Debatte im Nationalrat Cyberangriffe auf Spitäler, Banken und AKW: Bund will Klarheit

Bei Cyberangriffen tappt der Bund weitgehend im Dunkeln. Nun soll eine Meldepflicht für Attacken auf kritische Infrastrukturen her. Die wichtigsten Fragen und Antworten.

Worum geht es? Künftig sollen kritische Infrastrukturen dem Bund schwerwiegende Cyberangriffe melden müssen. So möchte es der Bundesrat. Diese sogenannte Meldepflicht bei Cyberangriffen kommt nun ins Parlament. Der Nationalrat berät am Donnerstagmorgen als Erstrat darüber.

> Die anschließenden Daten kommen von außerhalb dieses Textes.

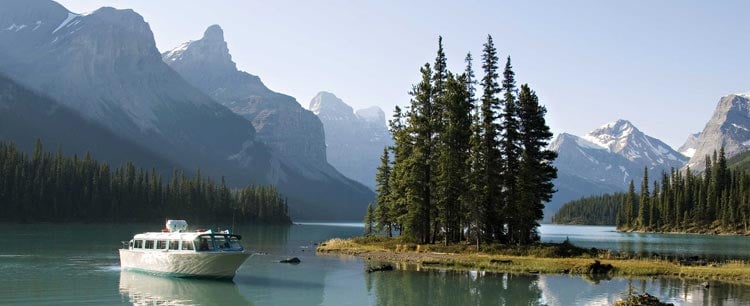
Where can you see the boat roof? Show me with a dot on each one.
(176, 235)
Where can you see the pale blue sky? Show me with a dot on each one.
(661, 64)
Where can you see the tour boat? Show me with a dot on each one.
(181, 253)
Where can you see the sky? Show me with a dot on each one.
(663, 65)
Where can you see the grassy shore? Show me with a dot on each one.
(547, 258)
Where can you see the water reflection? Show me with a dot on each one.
(437, 287)
(145, 289)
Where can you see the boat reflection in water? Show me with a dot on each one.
(146, 289)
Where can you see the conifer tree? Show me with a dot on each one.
(490, 179)
(369, 220)
(476, 191)
(536, 172)
(382, 201)
(510, 148)
(419, 222)
(643, 208)
(453, 156)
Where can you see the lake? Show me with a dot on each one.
(75, 264)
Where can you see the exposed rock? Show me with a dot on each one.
(294, 135)
(729, 126)
(688, 148)
(105, 66)
(293, 260)
(606, 160)
(376, 268)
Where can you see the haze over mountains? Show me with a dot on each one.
(729, 126)
(96, 82)
(354, 140)
(606, 160)
(105, 68)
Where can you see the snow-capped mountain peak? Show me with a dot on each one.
(623, 138)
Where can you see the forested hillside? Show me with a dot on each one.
(713, 201)
(46, 187)
(594, 210)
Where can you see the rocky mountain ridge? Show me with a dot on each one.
(354, 140)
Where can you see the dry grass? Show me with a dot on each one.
(541, 258)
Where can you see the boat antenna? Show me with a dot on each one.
(233, 210)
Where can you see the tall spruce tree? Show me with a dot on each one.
(491, 183)
(476, 190)
(438, 122)
(400, 193)
(369, 220)
(536, 172)
(383, 215)
(643, 209)
(510, 148)
(454, 152)
(419, 223)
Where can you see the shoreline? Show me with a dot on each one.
(705, 232)
(389, 250)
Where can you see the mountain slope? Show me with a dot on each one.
(26, 116)
(105, 66)
(354, 141)
(294, 134)
(729, 126)
(606, 160)
(688, 148)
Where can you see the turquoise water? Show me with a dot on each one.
(78, 264)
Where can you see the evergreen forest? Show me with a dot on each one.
(594, 210)
(467, 166)
(46, 187)
(714, 201)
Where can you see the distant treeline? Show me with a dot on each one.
(716, 201)
(46, 187)
(595, 210)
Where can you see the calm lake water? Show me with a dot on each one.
(78, 264)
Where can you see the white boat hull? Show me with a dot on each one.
(183, 263)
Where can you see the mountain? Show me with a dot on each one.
(26, 116)
(606, 160)
(688, 148)
(729, 126)
(354, 141)
(294, 135)
(104, 66)
(624, 139)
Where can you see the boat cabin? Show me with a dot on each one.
(194, 242)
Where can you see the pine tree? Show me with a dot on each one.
(453, 155)
(419, 222)
(475, 162)
(490, 180)
(511, 155)
(369, 220)
(382, 201)
(536, 170)
(643, 209)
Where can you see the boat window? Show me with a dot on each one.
(221, 242)
(187, 245)
(204, 243)
(234, 244)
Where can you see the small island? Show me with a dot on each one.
(544, 258)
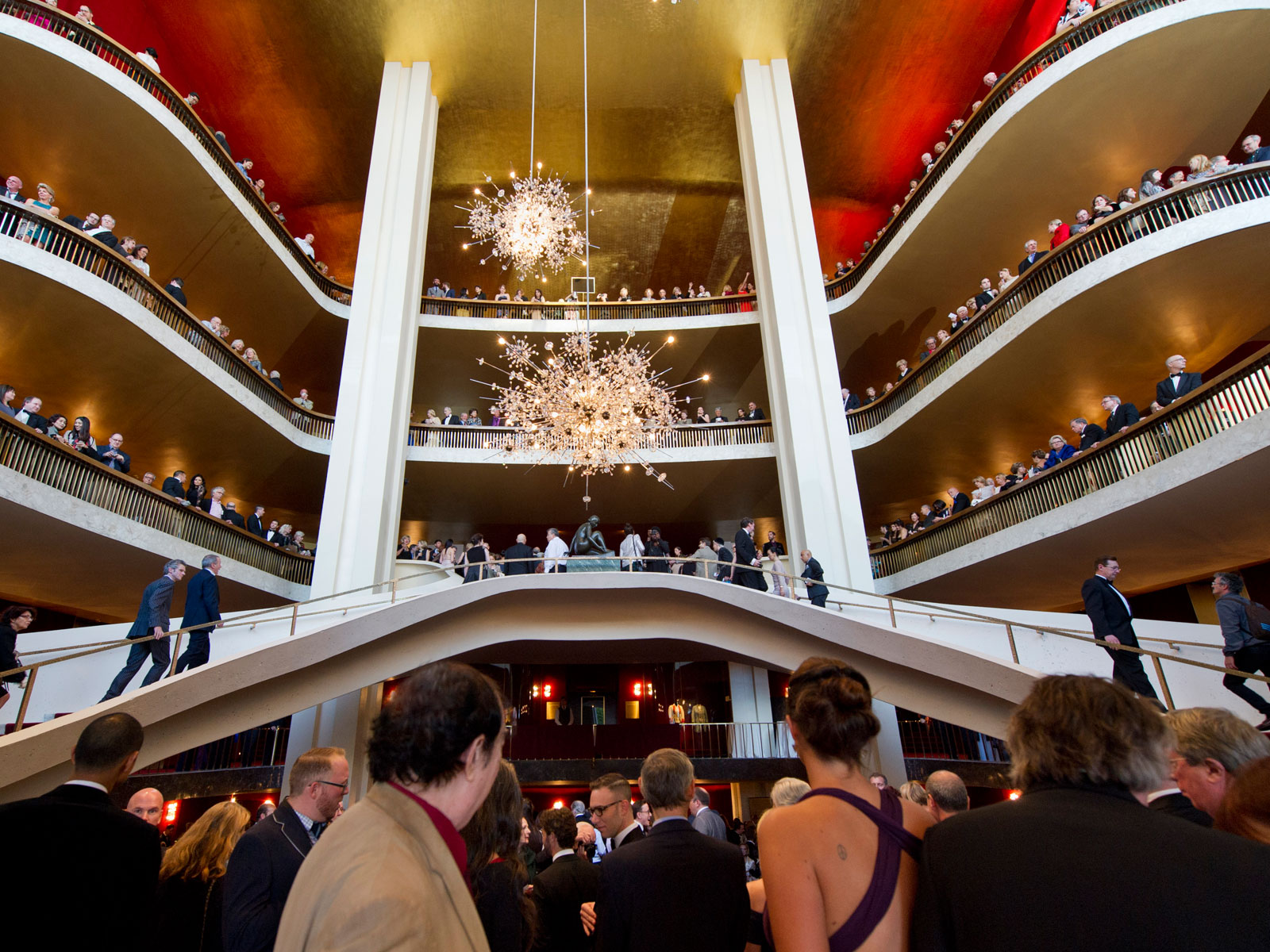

Warum ist es wichtig? In der Schweiz ist unklar, wie viele Atomkraftwerke, Spitäler und Trinkwasserversorger jedes Jahr Opfer von Cyberangriffen werden. Denn die offiziellen Statistiken basieren auf freiwilligen Meldungen. Laut Expertinnen und Experten ist die Dunkelziffer riesig. Genau hier setzt die Meldepflicht für sogenannte kritische Infrastrukturen an. Es geht darum, einen besseren Überblick über die Anzahl und Art der Angriffe zu bekommen und so das Bedrohungsbild besser zu verstehen.

Wie häufig sind Cyberattacken? Laut dem nationalen Zentrum für Cybersicherheit haben sich die Cyberangriffe in den letzten zwei Jahren verdreifacht, von gut 10'000 auf über 30'000 bekannte Cyberangriffe. Es gibt aber noch viel mehr Cyberangriffe, als diejenigen, die freiwillig gemeldet wurden.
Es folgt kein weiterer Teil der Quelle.